Ohunayo further explained that the easiest option for airlines was to quickly buy the 737 aircraft that were more available within the system, so the recurrent training for the pilots could easily be done within the region.
But as operating and maintenance cost continues to bite, airlines have realised that they need smaller aircraft on some routes and that is why airlines are now deliberate in getting smaller, fuel-efficient aircraft for domestic operations, he said.
“Aero pioneered acquisition of small aircraft. Arik had some aircraft on small routes. Air Peace is now leading the way with its E-195 aircraft. Airlines are learning to put their aircraft on routes that can give them profit.
“Overland doesn’t struggle with anyone on big routes. They have gone to small routes and put their small aircraft there in order to avoid having issues with their bottom line and they have been able to manage it well. The new United Airline that is coming up is also toeing that line with acquisition of small aircraft,” Ohunayo said.
Also, Awa Airline, an African airline uses a small Embraer aircraft and rather than do one flight a day, they do about three to four daily flights into Nigeria with a small aircraft, and they have been able to manage the small aircraft for their profitability, he said.

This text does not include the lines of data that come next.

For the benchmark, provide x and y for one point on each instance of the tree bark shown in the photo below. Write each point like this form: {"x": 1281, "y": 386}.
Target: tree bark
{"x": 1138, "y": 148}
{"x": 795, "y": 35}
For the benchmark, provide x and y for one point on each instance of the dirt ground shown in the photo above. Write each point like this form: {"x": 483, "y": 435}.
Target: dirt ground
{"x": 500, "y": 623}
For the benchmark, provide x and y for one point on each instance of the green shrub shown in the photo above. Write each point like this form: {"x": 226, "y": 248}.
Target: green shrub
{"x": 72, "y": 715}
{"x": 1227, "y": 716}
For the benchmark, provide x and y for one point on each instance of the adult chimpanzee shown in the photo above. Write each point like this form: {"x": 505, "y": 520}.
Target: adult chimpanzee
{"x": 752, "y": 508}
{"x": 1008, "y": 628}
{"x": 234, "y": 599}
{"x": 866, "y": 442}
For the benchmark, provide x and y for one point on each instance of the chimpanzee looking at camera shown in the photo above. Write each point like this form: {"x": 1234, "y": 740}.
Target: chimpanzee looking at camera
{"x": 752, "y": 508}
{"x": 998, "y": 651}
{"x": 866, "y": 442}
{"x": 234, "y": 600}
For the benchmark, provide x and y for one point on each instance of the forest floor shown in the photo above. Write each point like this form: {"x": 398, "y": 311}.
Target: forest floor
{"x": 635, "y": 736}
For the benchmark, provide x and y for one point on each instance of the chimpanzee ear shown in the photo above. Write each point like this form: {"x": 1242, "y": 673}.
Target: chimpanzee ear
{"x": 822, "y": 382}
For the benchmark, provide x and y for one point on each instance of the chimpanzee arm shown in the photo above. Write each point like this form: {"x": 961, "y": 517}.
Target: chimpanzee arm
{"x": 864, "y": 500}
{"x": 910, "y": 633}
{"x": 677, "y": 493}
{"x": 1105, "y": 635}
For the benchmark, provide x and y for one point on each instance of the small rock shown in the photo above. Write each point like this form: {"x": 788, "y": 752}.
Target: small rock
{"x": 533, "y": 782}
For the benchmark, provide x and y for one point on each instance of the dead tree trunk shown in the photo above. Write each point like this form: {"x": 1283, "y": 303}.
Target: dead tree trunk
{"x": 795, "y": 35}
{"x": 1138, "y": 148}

In Europe, low-cost airlines such as EasyJet and Ryanair are easily visible. These airlines are deliberate in the choice of their aircraft types to meet their ideological needs to save and minimise cost, because low cost is their goal.
Southwest Airlines stands in America as a low-cost carrier and thus ensures their fleet and structure meet this need. The airline is arguably the second most profitable airline in the world.
In Seyi Adewale’s opinion, many African airlines have not really differentiated their business ideology in terms of low-cost initiatives, and to operate as a low-cost carrier and therefore defining their aircraft types.
“In Nigeria for example, you witness aircraft that could be intuitively considered as a ‘low-cost aircraft’ but with incongruent products or services including provision of business class seats, integrated cargo business, thereby having large cargo holds, in-flight ‘free’ catering service, aged aircraft fleet that increase maintenance cost and operations costs,” Adewale said.
Roy Ukpebo Ilegbodu, CEO, Arik Air, said during C-checks, airplanes are basically stripped and almost rebuilt. It costs money; the technicians are paid with foreign exchange. Anywhere from $500,000 to $1 million is what airlines need for a C-check.
“When the airplane is going for a C-check, depending on the age of that aircraft, there are some things that the manufacturers will look at. For instance, an airplane that has flown for 1000 hours, there are things they expect. So, based on that, the checks will be done.
“As airlines carry out the checks, you may find out more than what the manufacturers will have recommended. You find things like corrosion for airplanes that have operated in our region because of the moisture. When you find corrosion in an airplane, the cost of repair sometimes will double. But the good thing is that Arik’s airplanes are very new, so you will hardly find corrosion in airplanes that are less than 10 years old,” Ilegbodu said.